Critics’ Picks

  • WangShui, From Its Mouth Came a River of High-End Residential Appliances, 2018, video, color, sound, 13 minutes.

    WangShui, From Its Mouth Came a River of High-End Residential Appliances, 2018, video, color, sound, 13 minutes.


    Leipziger Strasse 60 (entrance: Jerusalemer Strasse)
    September 12–December 15, 2019

    An energetic fluidity between species, regimes, materials, and genders courses through WangShui’s film and installation exhibition here, which marks their European debut. Pupating silkworms inhabit an elaborate insect-scale cityscape of chromed bath fixtures in Gardens of Perfect Exposure, 2018. Over the course of the exhibition’s run, the larvae will enact the process of first shedding their skin, then building a cocoon of raw silk, a metamorphosis that will be livestreamed and projected onto the walls of the gallery. It’s a useful metaphor for the exhibition and WangShui’s practice as a whole, which, they note, was “born out of a desire to dematerialize a corporeal identity.”

    Though the exhibition takes over the entire ground floor of the gallery, the capacity of its spaces is used sparingly, allowing the works to haunt, rather than occupy, the space. A snakeskin sculpture hangs over a corner of an otherwise empty room, hovering inauspiciously above the doorway. Elsewhere, a ding reminiscent of a game show rings between the rooms, as if signaling transitions on another plane. The sense of having entered in the wake of something seeps into the installations’ architectonics, with one entrance for the mixed-media installation Weak Pearl, 2019, seemingly burst open, with what look like shards of glass and wrenched metal jutting out from the doorframe.
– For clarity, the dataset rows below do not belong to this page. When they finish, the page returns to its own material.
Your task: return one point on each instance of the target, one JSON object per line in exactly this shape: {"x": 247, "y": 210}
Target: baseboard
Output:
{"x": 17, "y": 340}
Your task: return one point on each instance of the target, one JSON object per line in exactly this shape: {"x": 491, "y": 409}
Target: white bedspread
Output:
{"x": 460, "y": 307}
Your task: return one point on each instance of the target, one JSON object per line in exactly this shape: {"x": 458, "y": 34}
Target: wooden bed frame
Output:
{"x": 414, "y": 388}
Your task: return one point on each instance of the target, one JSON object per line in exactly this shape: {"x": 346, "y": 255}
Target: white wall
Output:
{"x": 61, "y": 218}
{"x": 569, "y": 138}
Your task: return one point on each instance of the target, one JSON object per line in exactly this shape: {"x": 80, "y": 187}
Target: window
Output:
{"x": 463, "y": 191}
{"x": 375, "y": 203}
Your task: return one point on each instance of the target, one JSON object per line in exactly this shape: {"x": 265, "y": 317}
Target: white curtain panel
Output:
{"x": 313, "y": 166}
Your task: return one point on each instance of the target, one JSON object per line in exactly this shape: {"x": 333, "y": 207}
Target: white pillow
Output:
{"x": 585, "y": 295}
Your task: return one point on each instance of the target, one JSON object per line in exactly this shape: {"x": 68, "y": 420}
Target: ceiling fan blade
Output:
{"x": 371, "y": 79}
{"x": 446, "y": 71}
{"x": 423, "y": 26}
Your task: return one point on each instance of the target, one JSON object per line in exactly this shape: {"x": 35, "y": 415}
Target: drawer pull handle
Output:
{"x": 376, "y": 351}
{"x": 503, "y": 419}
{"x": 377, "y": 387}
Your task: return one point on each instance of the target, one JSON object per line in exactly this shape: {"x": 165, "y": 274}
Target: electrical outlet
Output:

    The show’s central piece and its tour de force is a thirteen-minute video, From Its Mouth Came a River of High-End Residential Appliances, 2018. In it, pensive drone footage takes us through a complex of high-rises on the South China Sea. Curiously, the buildings are designed with gaping voids at their centers, which, the narrator explains, are a remnant of feng shui principles that were banned by the Chinese government during the Cultural Revolution and flourished outside of mainland China, especially in Hong Kong. These so-called dragon gates form a locus for other musings on political and personal transformation, and hint toward the nature of the beast we’ve been unwittingly trailing.

  • View of “Claude Mirrors: Victor Man, Jill Mulleady, Issy Wood,” 2019.

    View of “Claude Mirrors: Victor Man, Jill Mulleady, Issy Wood,” 2019.

    “Claude Mirrors: Victor Man, Jill Mulleady, Issy Wood”

    Schinkel Pavillon
    Oberwallstrasse 1
    September 11–December 15, 2019

    This group show is named after the tinted, convex pocket mirrors favored by British landscape painters from the eighteenth century: Claude mirrors. Reflected through the black glass, a surrounding scene would appear in distilled color with a softened focus and a framed perspective. The tool was popular with travelers and artists, notably the originator of the picturesque genre, Reverend William Gilpin, who advocated for its results, which he called akin to “the visions of the imagination” and “the brilliant landscapes of a dream.”

    Gilpin’s praise could be repurposed to describe the visions exhibited at Schinkel Klause—the basement space within the eccentric, octagonal Schinkel Pavillon—where hallucinatory and allegorical landscapes conjured from the imaginations of Victor Man, Jill Mulleady, and Issy Wood are staged in dialogue. But there is no high color here—rather, there are murky bruises of green and gray, black and blue, rendered in oil paint on canvas, linen, velvet, and even the furry pelt of a skinned rodent. Wood’s canvases depict aliens alongside classical sphinxes, blurring classical antiquity and science fiction into one uneasy temporality.

    Mulleady’s theatrical figures are possessed, too. In the viridescent The Green Room, I, 2017, the protagonist flails his arms, spilling his drink, as if engaged in an occult ritual or visitation. And in Man’s works, his characters have quite literally lost their heads—severed and placed tenderly on anonymous laps, as in The Chandler, 2018, or missing completely, replaced with architectural details on top of impenetrable, latex-clad bodies, as in Untitled, 2015. Charged with the semiotics of surrealism, the uncanny images linger.